Meridian Energy (MEL) H1 2025 earnings summary
Event summary combining transcript, slides, and related documents.
H1 2025 earnings summary
16 Jun, 2026Executive summary
Interim results for the six months to 31 December 2024 were significantly impacted by record low hydro inflows, extreme weather, and a rapid decline in gas availability, resulting in a net loss after tax of $121 million compared to a net profit of $191 million in the prior year.
Total comprehensive loss for the period was $120 million, down from income of $186 million year-over-year.
Despite operational headwinds, strategic momentum continues with a strengthened renewables pipeline, multiple projects nearing investment decisions, and a record retail market share of 16.58%.
Retail transformation reduced workforce by 10%, enhanced digital capability, and increased retail connections by 4–5% since June 2024.
Leadership transition is underway, with the CFO set to become CEO from 30 June 2025.
Financial highlights
Operating cash flows fell by $253 million to $50 million, an 83% drop year-over-year.
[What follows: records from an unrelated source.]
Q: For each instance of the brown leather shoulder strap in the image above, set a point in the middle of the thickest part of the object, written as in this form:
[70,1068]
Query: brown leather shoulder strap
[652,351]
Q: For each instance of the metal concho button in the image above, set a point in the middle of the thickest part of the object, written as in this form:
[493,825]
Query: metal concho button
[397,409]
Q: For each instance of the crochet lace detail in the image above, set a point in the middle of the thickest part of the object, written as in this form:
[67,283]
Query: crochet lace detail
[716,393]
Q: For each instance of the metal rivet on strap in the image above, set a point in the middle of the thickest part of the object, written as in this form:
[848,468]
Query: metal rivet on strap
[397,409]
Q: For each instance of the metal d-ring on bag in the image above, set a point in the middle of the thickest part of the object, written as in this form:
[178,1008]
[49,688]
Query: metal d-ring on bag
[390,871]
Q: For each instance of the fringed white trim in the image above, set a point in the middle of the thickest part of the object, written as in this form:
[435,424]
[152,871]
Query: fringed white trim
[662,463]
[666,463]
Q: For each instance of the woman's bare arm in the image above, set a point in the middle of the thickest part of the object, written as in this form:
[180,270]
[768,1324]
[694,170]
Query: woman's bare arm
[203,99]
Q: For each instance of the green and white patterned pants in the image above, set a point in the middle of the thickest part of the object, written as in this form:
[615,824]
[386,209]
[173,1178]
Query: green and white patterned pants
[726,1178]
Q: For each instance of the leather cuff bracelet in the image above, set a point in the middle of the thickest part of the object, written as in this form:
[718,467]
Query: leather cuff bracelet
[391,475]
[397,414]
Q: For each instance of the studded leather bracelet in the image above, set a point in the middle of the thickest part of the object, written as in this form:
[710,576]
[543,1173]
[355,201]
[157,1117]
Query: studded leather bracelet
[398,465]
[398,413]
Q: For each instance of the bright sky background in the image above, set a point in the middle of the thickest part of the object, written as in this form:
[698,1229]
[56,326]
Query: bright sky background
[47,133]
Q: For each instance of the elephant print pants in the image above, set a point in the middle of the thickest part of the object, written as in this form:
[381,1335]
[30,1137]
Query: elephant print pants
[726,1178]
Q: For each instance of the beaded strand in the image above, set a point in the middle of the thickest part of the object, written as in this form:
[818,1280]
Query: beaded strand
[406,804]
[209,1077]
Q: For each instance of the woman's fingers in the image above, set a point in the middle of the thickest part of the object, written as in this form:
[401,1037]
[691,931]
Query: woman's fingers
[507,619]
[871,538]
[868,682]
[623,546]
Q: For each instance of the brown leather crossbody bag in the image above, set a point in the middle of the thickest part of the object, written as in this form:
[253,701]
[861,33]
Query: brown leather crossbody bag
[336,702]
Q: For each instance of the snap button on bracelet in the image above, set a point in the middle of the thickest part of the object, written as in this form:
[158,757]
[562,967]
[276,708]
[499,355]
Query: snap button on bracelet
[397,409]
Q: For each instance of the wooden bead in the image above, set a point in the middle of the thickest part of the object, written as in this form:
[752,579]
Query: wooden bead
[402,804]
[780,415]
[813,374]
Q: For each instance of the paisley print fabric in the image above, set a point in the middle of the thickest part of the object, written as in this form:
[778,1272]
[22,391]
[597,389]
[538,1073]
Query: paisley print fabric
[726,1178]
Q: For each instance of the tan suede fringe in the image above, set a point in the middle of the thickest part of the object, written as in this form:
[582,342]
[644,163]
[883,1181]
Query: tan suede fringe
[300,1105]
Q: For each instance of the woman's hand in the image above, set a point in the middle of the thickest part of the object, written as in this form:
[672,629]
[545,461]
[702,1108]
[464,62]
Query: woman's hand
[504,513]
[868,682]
EBITDAF dropped 42% to $257 million from $443 million, reflecting lower hydro generation and higher supply and hedge costs.
Net profit after tax was -$121 million, with underlying NPAT at -$5 million, compared to $191 million and $175 million profit in the prior year.
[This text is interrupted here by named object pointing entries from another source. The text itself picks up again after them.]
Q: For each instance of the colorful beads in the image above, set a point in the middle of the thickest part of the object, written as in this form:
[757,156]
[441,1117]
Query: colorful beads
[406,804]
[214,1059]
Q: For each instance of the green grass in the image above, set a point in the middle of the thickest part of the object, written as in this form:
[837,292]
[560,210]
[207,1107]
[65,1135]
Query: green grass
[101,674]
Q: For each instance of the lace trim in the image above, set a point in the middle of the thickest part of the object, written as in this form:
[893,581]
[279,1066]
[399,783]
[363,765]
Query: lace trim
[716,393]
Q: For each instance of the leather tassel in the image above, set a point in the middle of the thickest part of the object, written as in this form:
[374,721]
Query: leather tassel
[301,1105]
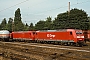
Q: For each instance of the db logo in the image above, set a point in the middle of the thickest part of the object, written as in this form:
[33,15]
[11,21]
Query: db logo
[50,35]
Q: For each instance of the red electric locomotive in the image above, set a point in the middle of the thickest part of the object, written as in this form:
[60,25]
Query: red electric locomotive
[67,36]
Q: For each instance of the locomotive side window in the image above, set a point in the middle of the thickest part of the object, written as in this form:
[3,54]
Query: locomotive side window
[70,33]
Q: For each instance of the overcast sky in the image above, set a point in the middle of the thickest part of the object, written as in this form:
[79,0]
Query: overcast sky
[35,10]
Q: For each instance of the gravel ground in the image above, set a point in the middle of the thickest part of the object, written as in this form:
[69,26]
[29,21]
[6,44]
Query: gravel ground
[37,53]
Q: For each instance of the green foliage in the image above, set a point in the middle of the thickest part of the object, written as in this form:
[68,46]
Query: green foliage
[3,25]
[40,25]
[76,19]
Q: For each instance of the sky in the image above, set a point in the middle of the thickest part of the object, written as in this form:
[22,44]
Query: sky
[33,11]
Interim dividend maintained at 6.15 cents per share, imputed at 85%, with a 2% discount for the dividend reinvestment plan.
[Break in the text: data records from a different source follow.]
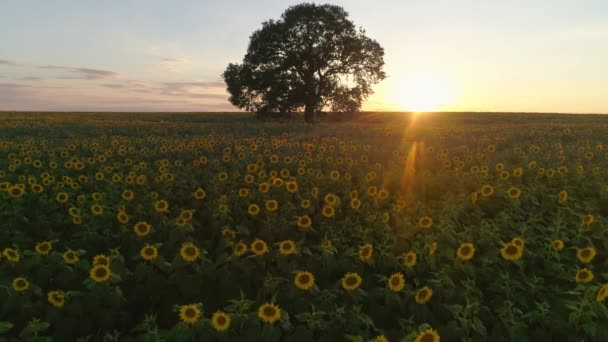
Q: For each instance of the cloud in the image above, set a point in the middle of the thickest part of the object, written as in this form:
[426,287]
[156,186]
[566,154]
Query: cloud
[31,78]
[177,60]
[199,90]
[82,73]
[7,62]
[112,85]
Operating revenue increased to $2,255 million from $2,111 million year-over-year.
Outlook and guidance
Full-year operating cost guidance reduced to $298–304 million, and FY25 capital expenditure guidance lowered to $220–250 million due to project delays.
Over $1 billion in new capital commitments expected in the current year, with 680MW of development projects now consented.
Dividend policy remains focused on stability and long-term payout ratios, with flexibility to exceed 100% payout in exceptional years.
Recovery in financial performance is contingent on improved hydrology, gas market resolution, and regulatory changes.
Additional hedge and demand response costs of $25 million+ expected in Q3 FY25.